The Green Bond Principles are voluntary process guidelines that neither constitute an offer to purchase or sell securities nor constitute specific advice of whatever form (tax, legal, environmental, accounting or regulatory) in respect of Green Bonds or any other securities.

Do green bonds have tax benefits? ›

Green bonds generally share the following key features:

They often exempt the shareholder from gross income for federal income tax purposes. They align with guidelines set forth in ICMA's Green Bond Principals and may meet the more rigid standards developed by CBI that require third-party verification.

How effectively do green bonds help the environment? ›

We jointly model green and regular bond markets. Green bonds can improve allocative efficiency and lower financing costs for green projects, but economies of scale, like liquidity fragmentation, may cause friction. Consequently, profitable and welfare-enhancing projects, green and brown, can be rationed in equilibrium.

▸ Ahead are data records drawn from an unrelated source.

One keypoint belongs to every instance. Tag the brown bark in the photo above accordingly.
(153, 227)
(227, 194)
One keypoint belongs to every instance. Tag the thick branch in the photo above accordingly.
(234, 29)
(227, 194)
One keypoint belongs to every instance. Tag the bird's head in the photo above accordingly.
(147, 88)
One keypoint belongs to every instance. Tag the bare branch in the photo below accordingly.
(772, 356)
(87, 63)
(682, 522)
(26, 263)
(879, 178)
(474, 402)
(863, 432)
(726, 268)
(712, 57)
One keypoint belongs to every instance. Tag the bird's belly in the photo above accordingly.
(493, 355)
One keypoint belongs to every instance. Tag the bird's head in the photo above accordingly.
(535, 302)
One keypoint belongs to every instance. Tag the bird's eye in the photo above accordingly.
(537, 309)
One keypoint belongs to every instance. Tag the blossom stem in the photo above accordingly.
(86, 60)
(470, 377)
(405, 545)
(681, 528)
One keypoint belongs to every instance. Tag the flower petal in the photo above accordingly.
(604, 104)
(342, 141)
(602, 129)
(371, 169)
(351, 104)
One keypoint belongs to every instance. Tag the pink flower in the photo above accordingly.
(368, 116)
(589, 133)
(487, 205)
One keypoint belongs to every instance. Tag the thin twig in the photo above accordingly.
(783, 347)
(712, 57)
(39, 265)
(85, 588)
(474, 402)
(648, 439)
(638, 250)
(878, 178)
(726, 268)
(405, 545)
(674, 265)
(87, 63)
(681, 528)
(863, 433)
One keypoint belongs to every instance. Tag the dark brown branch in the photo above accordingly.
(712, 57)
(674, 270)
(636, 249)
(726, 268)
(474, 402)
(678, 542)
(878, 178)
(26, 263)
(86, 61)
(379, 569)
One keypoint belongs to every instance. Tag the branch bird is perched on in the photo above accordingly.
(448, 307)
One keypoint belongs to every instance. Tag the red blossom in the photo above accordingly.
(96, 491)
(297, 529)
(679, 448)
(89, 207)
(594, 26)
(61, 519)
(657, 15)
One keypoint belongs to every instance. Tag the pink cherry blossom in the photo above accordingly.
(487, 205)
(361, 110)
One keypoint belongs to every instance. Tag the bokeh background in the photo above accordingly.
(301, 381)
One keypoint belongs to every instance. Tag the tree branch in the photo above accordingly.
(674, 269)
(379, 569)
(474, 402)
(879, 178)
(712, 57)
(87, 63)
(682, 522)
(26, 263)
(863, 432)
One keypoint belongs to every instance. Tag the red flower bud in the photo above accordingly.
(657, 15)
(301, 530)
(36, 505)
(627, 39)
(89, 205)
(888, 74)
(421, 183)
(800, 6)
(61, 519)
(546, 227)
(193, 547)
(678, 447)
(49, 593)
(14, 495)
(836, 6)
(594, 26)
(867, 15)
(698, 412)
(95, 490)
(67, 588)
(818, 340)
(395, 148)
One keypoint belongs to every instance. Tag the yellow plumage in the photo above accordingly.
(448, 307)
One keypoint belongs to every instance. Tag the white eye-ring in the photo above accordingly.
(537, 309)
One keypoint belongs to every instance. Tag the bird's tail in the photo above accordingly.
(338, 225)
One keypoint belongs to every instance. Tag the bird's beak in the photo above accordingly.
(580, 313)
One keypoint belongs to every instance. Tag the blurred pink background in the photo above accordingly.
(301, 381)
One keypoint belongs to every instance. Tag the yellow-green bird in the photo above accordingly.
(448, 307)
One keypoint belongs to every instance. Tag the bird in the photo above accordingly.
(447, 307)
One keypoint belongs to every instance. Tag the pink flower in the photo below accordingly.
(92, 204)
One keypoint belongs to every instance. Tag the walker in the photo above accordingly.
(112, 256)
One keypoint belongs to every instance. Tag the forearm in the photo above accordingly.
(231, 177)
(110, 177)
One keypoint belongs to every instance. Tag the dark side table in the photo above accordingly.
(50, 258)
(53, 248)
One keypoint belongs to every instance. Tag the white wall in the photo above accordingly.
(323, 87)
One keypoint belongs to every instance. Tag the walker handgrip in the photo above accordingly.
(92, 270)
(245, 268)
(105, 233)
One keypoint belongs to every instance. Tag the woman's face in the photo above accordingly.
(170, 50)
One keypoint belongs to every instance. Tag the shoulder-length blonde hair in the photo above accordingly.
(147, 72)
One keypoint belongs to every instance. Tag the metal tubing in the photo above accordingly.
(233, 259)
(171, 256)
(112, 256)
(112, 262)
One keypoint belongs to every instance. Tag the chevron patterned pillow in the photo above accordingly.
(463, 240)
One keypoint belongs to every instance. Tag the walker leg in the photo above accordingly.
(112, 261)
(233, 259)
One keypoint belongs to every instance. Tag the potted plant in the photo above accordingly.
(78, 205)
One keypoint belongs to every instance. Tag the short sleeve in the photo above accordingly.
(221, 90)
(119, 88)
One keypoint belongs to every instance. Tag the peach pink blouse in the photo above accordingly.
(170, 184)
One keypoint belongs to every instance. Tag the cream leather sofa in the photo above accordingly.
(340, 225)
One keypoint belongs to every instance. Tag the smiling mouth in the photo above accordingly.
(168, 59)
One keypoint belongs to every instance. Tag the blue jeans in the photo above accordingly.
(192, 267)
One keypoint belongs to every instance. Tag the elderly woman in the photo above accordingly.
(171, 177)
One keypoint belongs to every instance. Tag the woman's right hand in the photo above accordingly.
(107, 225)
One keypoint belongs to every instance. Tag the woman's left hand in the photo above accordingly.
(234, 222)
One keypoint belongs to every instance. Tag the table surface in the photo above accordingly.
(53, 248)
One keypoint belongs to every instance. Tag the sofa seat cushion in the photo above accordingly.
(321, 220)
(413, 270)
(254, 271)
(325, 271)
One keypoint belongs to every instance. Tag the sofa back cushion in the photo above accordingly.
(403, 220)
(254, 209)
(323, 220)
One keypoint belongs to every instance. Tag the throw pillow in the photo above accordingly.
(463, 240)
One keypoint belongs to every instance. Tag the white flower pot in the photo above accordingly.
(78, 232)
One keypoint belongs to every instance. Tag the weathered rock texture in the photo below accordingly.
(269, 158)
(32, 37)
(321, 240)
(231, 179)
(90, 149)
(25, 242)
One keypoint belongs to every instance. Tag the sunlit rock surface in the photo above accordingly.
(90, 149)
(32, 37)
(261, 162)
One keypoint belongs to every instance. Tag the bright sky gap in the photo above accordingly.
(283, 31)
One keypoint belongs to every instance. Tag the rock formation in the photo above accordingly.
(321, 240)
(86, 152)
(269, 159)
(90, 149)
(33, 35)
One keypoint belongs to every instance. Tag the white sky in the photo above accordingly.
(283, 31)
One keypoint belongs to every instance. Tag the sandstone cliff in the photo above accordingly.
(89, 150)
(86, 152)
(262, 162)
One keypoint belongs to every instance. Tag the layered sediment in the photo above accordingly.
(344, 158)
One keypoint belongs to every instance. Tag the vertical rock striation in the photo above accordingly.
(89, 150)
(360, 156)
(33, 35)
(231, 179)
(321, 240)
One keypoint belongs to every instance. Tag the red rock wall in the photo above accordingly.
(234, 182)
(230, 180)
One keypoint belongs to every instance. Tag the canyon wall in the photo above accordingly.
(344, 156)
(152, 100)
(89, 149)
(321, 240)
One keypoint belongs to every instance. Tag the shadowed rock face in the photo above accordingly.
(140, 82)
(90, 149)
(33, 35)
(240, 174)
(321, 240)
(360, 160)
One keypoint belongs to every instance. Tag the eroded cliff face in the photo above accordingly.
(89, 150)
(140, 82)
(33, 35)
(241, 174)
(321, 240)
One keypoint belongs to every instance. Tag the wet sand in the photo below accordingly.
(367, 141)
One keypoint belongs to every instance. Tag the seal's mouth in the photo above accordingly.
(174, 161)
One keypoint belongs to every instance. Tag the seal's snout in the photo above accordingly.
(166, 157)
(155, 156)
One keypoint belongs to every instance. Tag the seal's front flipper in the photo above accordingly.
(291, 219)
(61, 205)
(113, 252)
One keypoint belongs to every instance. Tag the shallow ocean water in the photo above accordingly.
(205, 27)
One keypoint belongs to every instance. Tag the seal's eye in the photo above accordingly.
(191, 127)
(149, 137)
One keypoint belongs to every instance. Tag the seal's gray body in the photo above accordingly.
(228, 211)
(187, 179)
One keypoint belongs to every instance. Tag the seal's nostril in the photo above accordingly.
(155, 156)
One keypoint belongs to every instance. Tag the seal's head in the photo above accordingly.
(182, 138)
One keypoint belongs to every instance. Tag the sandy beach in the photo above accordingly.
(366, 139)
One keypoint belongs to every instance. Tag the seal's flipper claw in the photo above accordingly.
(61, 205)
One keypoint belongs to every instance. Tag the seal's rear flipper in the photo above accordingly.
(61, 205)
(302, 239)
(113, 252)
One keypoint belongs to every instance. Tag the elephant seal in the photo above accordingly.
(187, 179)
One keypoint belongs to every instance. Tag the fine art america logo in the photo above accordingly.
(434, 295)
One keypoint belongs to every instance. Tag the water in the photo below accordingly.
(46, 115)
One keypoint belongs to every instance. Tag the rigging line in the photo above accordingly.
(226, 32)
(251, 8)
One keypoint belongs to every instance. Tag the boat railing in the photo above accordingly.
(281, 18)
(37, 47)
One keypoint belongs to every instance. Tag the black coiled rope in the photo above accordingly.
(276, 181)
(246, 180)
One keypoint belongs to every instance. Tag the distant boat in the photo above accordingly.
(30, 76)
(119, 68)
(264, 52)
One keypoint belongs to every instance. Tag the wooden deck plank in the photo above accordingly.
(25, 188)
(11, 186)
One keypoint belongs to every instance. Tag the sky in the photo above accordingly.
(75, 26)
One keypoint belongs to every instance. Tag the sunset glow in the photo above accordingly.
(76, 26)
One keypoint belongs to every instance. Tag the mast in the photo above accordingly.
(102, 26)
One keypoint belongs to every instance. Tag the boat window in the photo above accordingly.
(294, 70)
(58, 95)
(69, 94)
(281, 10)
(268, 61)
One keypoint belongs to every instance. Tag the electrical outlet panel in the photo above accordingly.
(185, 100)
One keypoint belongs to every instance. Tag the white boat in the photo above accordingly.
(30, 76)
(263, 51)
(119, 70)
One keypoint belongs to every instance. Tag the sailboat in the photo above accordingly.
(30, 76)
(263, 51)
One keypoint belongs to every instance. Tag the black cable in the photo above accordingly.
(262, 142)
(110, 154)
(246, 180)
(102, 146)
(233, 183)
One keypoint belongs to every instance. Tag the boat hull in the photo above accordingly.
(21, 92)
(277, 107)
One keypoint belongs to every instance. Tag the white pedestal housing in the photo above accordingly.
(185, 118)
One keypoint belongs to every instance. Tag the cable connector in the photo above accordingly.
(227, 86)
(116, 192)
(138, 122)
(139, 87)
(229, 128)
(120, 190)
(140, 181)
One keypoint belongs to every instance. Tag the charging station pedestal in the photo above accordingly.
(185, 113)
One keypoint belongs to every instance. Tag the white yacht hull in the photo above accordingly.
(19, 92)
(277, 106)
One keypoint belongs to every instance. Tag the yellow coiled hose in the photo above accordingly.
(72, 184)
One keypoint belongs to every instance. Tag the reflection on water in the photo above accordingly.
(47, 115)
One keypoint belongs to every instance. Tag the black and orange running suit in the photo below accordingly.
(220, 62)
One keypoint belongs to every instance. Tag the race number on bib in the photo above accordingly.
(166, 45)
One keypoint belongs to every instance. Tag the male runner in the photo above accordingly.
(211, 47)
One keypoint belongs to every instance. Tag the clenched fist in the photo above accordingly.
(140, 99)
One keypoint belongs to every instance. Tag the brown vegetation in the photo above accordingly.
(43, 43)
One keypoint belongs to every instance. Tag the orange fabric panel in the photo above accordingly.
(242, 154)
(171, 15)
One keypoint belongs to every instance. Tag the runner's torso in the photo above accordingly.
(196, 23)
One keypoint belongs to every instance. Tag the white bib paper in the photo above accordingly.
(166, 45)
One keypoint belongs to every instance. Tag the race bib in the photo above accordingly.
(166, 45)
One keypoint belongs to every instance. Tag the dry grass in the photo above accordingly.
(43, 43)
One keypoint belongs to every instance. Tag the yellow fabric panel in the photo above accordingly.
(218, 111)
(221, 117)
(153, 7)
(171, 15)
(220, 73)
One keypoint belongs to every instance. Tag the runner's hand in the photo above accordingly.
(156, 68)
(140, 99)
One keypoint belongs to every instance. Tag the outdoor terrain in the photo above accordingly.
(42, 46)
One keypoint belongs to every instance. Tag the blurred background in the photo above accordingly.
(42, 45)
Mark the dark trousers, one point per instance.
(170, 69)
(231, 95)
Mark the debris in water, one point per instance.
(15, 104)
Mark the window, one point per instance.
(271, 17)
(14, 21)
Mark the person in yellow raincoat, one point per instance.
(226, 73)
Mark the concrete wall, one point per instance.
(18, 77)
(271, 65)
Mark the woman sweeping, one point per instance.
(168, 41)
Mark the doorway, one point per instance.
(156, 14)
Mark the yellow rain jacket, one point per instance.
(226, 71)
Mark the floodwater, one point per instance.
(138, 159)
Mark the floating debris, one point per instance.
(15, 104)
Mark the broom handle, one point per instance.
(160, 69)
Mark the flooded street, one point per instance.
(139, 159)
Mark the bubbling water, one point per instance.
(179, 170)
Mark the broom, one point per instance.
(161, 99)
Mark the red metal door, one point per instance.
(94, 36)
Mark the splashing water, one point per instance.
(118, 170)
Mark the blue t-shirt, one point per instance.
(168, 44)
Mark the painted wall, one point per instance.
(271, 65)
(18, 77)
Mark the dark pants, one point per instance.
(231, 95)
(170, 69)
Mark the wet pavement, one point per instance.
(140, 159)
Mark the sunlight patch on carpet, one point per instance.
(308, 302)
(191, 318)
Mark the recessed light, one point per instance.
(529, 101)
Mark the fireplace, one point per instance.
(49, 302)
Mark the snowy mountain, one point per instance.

Are green bonds worth it? ›

Whether or not green bonds are right for you will be entirely down to your personal circ*mstances. If there's a chance you'll need access to your money during the term, they probably aren't the best option for you (in this case an easy access savings account may be more suitable).

Why would a company issue a green bond? ›

Green bonds are debt securities designed to finance environmentally friendly projects. Green bonds may offer tax advantages, providing incentives for investing in sustainable projects that do not apply to comparable types of bonds.